- Executive Summary
- Intel Xeon processor E5-2600 V2 product family enhancements
- Intel® Secure Key (DRNG)
- Intel® OS Guard (SMEP)
- Intel® Advanced Vector Extensions (Intel® AVX): Float 16 Format Conversion
- Advanced Programmable Interrupt Controller (APIC) Virtualization (APICv)
- PCI Express Enhancements
- About the Author
The Intel® Xeon® processor E5-2600 V2 product family, codenamed “Ivy Bridge EP”, is a 2-socket platform based on Intel’s most recent microarchitecture. Ivy Bridge is the 22-nanometer shrink of the Intel® Xeon® processor E5-2600 (codenamed “Sandy Bridge EP”) microarchitecture. This product brings additional capabilities for data centers: more cores and more memory bandwidth. As a result, platforms based on the Intel Xeon processor E5-2600 V2 product family will yield up to 50% improvement in performance1 compared to the previous generation “Sandy Bridge EP”.
The Intel Xeon processor E5-2600 V2 product family is based on Ivy Bridge EP microarchitecture, an enhanced version of the Sandy Bridge EP microarchitecture (http://software.intel.com/en-us/articles/intel-xeon-processor-e5-26004600-product-family-technical-overview). The platform supporting the Intel Xeon processor E5-2600 V2 product family is named “Romley.” This paper discusses the new features available in the Intel Xeon processor E5-2600 V2 product family compared to the Intel Xeon processor E5-2600 product family. Each section includes information about what developers need to do to take advantage of new features for improving application performance and security.
Some of the new features that come with the Intel Xeon processor E5-2600 V2 product family include:
- 22-nm process technology
- Security: Intel® Secure Key (DRNG)
- Security: Intel® OS Guard (SMEP)
- Intel® Advanced Vector Extensions (Intel® AVX): Float 16 Format Conversion
- Virtualization: APIC Virtualization (APICv)
- PCI Express* (PCIe): Support for atomic operation, x16 Non Transparent Bridge
Figure 1. The Intel® Xeon® processor E5-2600 V2 product family Microarchitecture
Figure 1 shows a block diagram of the Intel Xeon processor E5-2600 V2 product family microarchitecture. All processors in the family have up to 12 cores (compared to 8 cores in its predecessor), which bring additional computing power to the table. They also have 50% additional cache (30 MB) and more memory bandwidth. With the 22-nm process technology, the Intel Xeon processor E5-2600 V2 product family has less idle power and is capable of delivering 25% more performance2 while consuming less power compared to the earlier version.

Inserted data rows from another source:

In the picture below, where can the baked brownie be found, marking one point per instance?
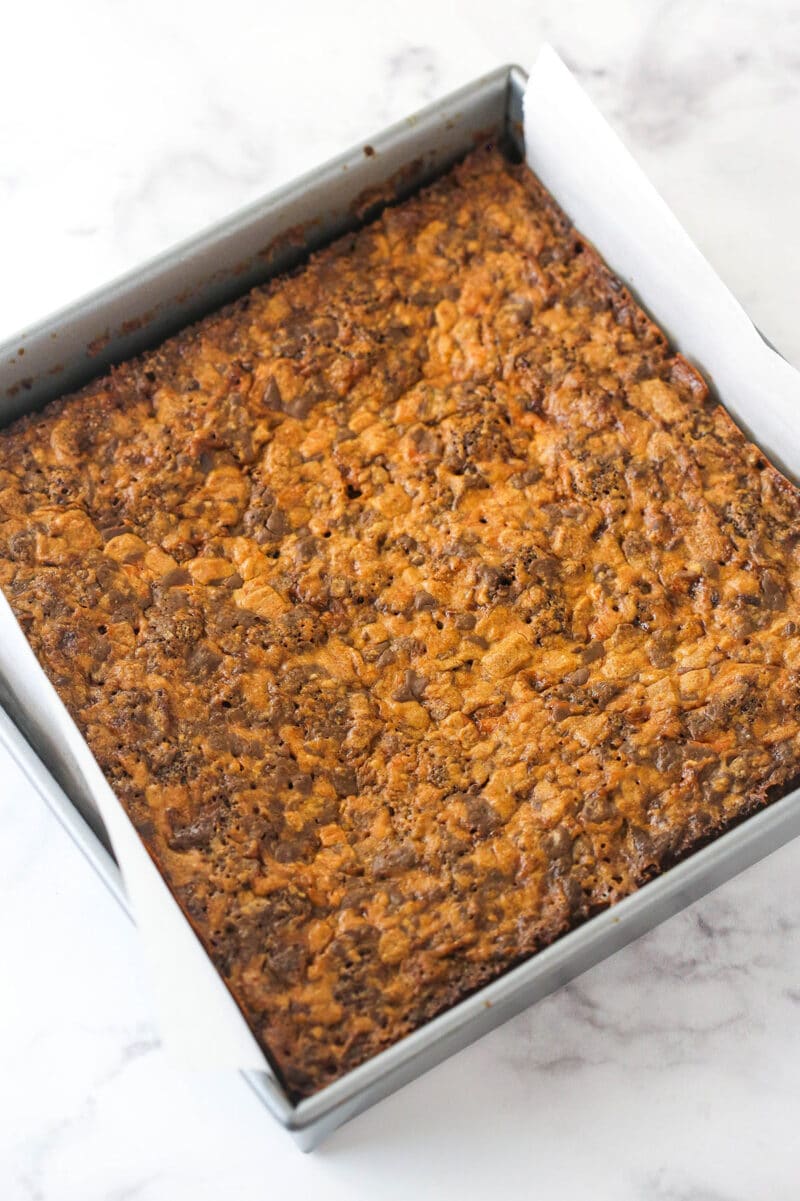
(417, 605)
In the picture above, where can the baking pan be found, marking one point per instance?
(145, 306)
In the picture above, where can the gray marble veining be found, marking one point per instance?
(669, 1073)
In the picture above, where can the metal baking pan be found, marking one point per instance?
(154, 302)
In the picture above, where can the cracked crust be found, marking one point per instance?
(417, 605)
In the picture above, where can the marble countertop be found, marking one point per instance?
(669, 1071)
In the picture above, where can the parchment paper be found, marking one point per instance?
(595, 179)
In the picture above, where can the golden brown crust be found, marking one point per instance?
(416, 607)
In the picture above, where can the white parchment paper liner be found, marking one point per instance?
(597, 183)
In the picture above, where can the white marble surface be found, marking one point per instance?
(672, 1070)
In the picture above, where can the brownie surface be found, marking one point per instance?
(417, 605)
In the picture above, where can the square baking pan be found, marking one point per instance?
(185, 284)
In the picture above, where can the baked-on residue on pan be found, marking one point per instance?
(416, 605)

Table 1 shows a comparison of the Intel Xeon processor E5-2600 V2 product family features compared to its predecessor, the Intel Xeon processor E5-2600.
Table 1. Comparison of the Intel® Xeon® processor E5–2600 product family to the Intel® Xeon® processor E5–2600 V2 product family
1 Requires a system with Intel® Turbo Boost Technology. Intel Turbo Boost Technology and Intel Turbo Boost Technology 2.0 are only available on select Intel® processors. Consult your PC manufacturer. Performance varies depending on hardware, software, and system configuration. For more information, visit http://www.intel.com/go/turbo
The rest of this paper discusses some of the main enhancements in this product family.

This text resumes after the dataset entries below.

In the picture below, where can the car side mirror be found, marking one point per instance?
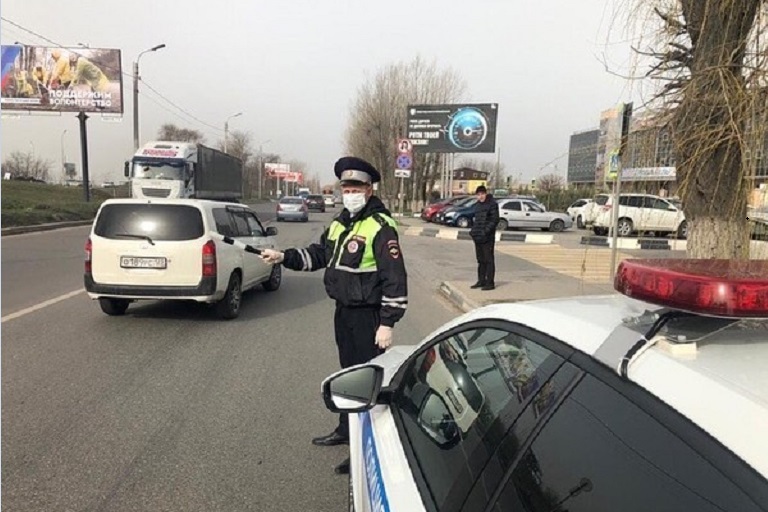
(354, 389)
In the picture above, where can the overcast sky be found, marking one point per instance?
(292, 67)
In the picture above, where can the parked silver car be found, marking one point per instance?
(525, 214)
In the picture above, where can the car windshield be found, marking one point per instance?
(157, 170)
(156, 222)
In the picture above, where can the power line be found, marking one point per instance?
(119, 70)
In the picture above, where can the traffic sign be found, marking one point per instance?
(404, 161)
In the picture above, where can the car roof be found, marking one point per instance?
(200, 203)
(720, 382)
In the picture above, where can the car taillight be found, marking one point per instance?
(209, 259)
(88, 256)
(429, 359)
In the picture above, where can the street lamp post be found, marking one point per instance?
(261, 164)
(226, 129)
(136, 94)
(63, 156)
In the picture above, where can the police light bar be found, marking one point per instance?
(723, 288)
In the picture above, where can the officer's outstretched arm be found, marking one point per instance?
(392, 274)
(308, 259)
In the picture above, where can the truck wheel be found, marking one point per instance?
(114, 307)
(273, 283)
(229, 306)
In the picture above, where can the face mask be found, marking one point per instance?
(354, 202)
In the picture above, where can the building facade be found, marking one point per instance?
(582, 157)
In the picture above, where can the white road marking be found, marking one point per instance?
(40, 306)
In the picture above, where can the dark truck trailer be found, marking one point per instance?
(218, 175)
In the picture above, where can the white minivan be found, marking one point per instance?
(176, 249)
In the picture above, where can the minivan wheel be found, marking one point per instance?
(273, 283)
(229, 306)
(625, 227)
(114, 307)
(557, 225)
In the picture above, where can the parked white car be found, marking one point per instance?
(177, 249)
(576, 211)
(642, 213)
(521, 213)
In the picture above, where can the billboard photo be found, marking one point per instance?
(469, 128)
(51, 79)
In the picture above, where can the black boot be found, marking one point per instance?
(343, 468)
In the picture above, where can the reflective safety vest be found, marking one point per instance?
(353, 249)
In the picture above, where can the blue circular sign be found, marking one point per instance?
(404, 162)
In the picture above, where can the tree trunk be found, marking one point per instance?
(718, 238)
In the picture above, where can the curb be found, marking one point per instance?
(636, 244)
(463, 234)
(457, 298)
(19, 230)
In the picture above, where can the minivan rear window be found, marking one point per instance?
(164, 222)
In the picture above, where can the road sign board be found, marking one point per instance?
(404, 161)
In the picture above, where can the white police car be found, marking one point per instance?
(655, 399)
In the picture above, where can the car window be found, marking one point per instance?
(457, 399)
(658, 204)
(225, 224)
(254, 225)
(512, 205)
(241, 223)
(531, 207)
(600, 452)
(166, 222)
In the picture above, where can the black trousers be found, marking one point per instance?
(486, 263)
(355, 330)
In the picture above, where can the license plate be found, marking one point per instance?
(142, 262)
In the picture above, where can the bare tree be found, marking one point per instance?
(711, 69)
(171, 132)
(240, 144)
(26, 166)
(550, 182)
(378, 117)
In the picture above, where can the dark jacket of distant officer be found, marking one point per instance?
(364, 272)
(483, 233)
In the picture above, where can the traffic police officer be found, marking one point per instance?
(364, 273)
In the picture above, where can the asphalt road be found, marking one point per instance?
(168, 408)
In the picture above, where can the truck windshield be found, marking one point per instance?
(149, 170)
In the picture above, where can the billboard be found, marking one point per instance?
(51, 79)
(272, 170)
(467, 128)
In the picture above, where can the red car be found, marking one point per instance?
(428, 212)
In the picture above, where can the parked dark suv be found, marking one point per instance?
(316, 203)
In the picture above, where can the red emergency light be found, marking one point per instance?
(723, 288)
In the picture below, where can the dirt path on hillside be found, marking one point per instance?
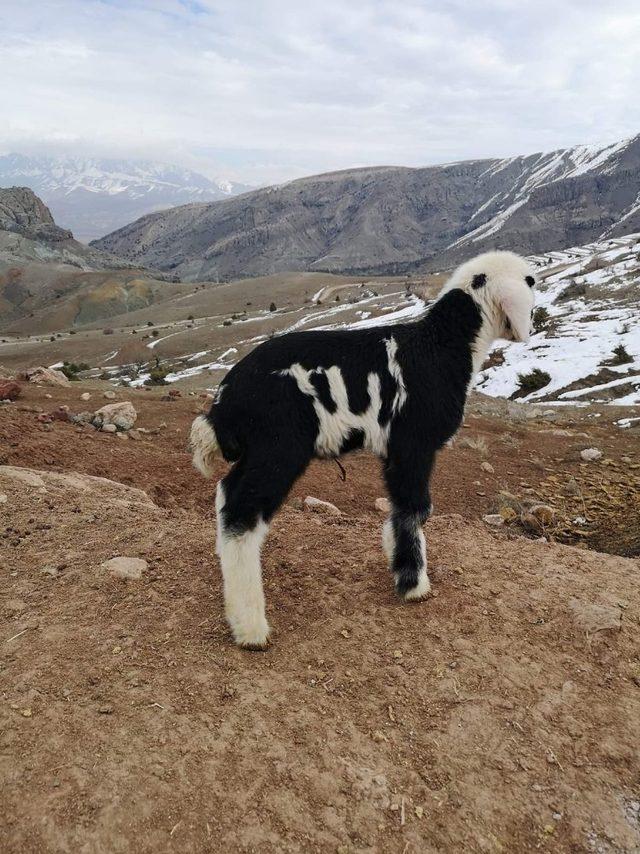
(503, 714)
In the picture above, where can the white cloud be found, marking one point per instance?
(270, 90)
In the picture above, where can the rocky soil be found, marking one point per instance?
(502, 714)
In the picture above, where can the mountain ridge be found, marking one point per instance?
(391, 219)
(91, 195)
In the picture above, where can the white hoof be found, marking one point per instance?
(251, 635)
(420, 591)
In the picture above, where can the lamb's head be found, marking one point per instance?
(501, 284)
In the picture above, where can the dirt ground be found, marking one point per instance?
(502, 714)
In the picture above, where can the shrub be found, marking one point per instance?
(534, 380)
(621, 356)
(71, 370)
(157, 375)
(540, 318)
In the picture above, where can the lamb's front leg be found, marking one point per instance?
(403, 539)
(404, 544)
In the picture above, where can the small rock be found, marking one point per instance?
(46, 376)
(596, 618)
(9, 390)
(50, 569)
(123, 415)
(590, 455)
(383, 505)
(319, 506)
(530, 523)
(61, 413)
(543, 513)
(126, 567)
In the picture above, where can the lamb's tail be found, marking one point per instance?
(204, 445)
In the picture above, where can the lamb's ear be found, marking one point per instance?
(516, 303)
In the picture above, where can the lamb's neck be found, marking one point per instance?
(481, 346)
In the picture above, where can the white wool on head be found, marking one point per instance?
(505, 294)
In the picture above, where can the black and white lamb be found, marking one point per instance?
(398, 391)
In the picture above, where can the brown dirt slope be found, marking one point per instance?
(503, 714)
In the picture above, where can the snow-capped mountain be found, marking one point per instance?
(94, 196)
(391, 219)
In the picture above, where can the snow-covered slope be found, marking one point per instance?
(92, 196)
(390, 219)
(592, 297)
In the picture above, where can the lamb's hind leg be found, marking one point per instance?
(238, 546)
(402, 535)
(245, 503)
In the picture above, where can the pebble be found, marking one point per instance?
(50, 569)
(126, 567)
(590, 455)
(317, 505)
(383, 505)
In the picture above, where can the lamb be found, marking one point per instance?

Intel Secure Key (Digital Random Number Generator: DRNG) is a hardware approach to high-quality and high-performance entropy and random number generation. The entropy source is thermal noise within the silicon.

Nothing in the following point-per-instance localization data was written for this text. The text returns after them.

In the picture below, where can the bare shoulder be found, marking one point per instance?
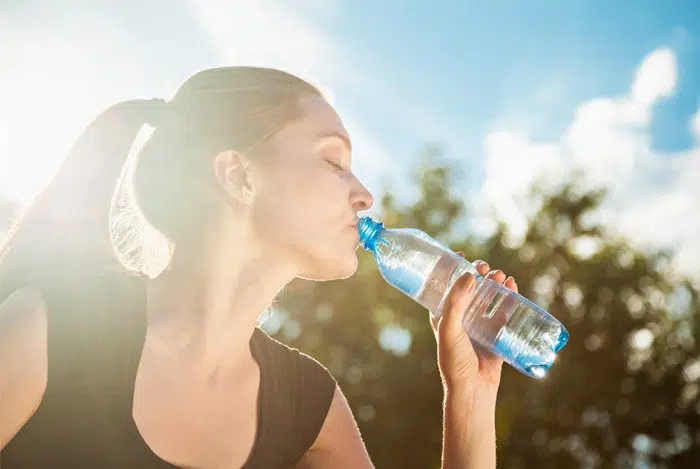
(339, 443)
(23, 359)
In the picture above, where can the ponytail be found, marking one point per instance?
(66, 227)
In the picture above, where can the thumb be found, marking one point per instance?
(450, 326)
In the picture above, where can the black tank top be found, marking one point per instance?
(95, 340)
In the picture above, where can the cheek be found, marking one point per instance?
(303, 203)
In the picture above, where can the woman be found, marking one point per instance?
(248, 175)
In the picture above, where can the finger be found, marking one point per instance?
(433, 321)
(497, 275)
(511, 283)
(482, 267)
(450, 324)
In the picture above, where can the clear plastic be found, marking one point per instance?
(524, 335)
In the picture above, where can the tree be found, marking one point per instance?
(624, 389)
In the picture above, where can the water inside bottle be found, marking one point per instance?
(498, 318)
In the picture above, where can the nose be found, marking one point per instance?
(360, 198)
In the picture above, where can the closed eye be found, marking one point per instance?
(335, 165)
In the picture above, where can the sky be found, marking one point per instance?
(517, 92)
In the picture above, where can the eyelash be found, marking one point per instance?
(335, 165)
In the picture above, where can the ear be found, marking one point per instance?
(234, 176)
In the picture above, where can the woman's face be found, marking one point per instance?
(307, 198)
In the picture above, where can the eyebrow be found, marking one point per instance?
(344, 138)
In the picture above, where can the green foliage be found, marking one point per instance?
(623, 391)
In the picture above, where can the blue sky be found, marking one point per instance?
(513, 89)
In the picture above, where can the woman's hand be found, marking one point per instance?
(464, 363)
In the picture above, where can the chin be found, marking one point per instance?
(333, 269)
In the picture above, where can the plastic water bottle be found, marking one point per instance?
(509, 325)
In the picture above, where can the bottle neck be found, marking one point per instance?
(369, 232)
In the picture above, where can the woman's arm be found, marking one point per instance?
(23, 361)
(469, 428)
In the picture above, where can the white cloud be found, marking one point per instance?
(656, 77)
(654, 198)
(695, 125)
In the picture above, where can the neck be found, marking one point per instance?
(204, 313)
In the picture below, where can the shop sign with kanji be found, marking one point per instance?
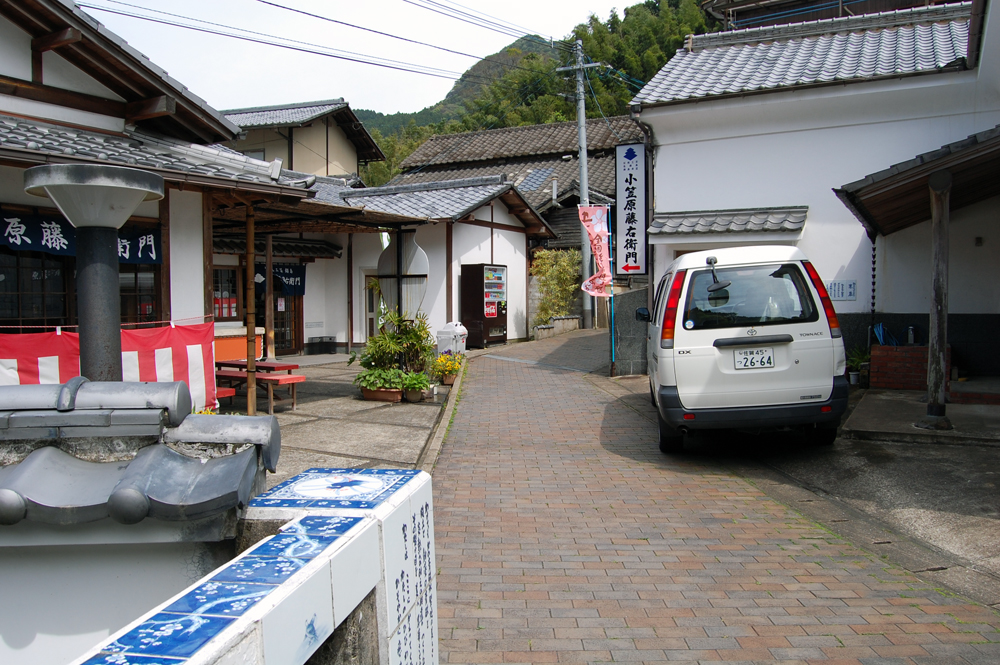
(630, 210)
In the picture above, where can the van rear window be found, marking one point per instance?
(757, 296)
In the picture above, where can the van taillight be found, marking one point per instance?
(831, 314)
(670, 313)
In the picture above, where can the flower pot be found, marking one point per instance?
(383, 394)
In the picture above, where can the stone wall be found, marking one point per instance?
(630, 335)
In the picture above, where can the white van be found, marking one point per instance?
(744, 338)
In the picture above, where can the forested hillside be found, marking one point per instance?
(519, 85)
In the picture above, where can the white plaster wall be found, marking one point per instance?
(58, 601)
(57, 72)
(367, 247)
(15, 62)
(432, 238)
(15, 51)
(510, 249)
(187, 265)
(904, 269)
(793, 148)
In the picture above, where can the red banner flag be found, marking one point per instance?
(181, 353)
(595, 220)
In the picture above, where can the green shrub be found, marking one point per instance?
(558, 274)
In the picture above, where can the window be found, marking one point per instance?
(139, 285)
(758, 295)
(33, 289)
(225, 286)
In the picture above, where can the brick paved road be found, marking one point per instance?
(562, 534)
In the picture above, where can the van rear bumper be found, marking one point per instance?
(754, 416)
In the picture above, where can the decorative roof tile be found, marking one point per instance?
(755, 220)
(528, 140)
(283, 115)
(859, 48)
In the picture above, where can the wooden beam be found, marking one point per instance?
(59, 97)
(54, 40)
(155, 107)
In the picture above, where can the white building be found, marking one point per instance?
(753, 129)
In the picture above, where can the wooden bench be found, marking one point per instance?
(269, 379)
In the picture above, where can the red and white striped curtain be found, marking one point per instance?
(175, 353)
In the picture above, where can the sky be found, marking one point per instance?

Figure 2. Digital Random Number Generator using RDRAND instruction
Figure 2 shows a block diagram of the Digital Random Number Generator. The entropy source outputs a random stream of bits at the rate of 3 GHz that is sent to the conditioner for further processing. The conditioner takes pairs of 256-bit raw entropy samples generated by the entropy source and reduces them to a single 256-bit conditioned entropy sample. This is passed to a deterministic random bit generator (DRBG) that spreads the sample into a large set of random values, thus increasing the amount of random numbers available by the module. DRNG is compliant with ANSI X9.82, NIST, and SP800-90 and certifiable to FIPS-140-2.
Since DRNG is implemented in hardware as a part of the processor chip, both the entropy source and DRBG execute at processor clock speeds. There is no system I/O required to obtain entropy samples and no off-chip bus latencies to slow entropy transfer. DRNG is scalable enough to support heavy server application workloads and multiple VMs.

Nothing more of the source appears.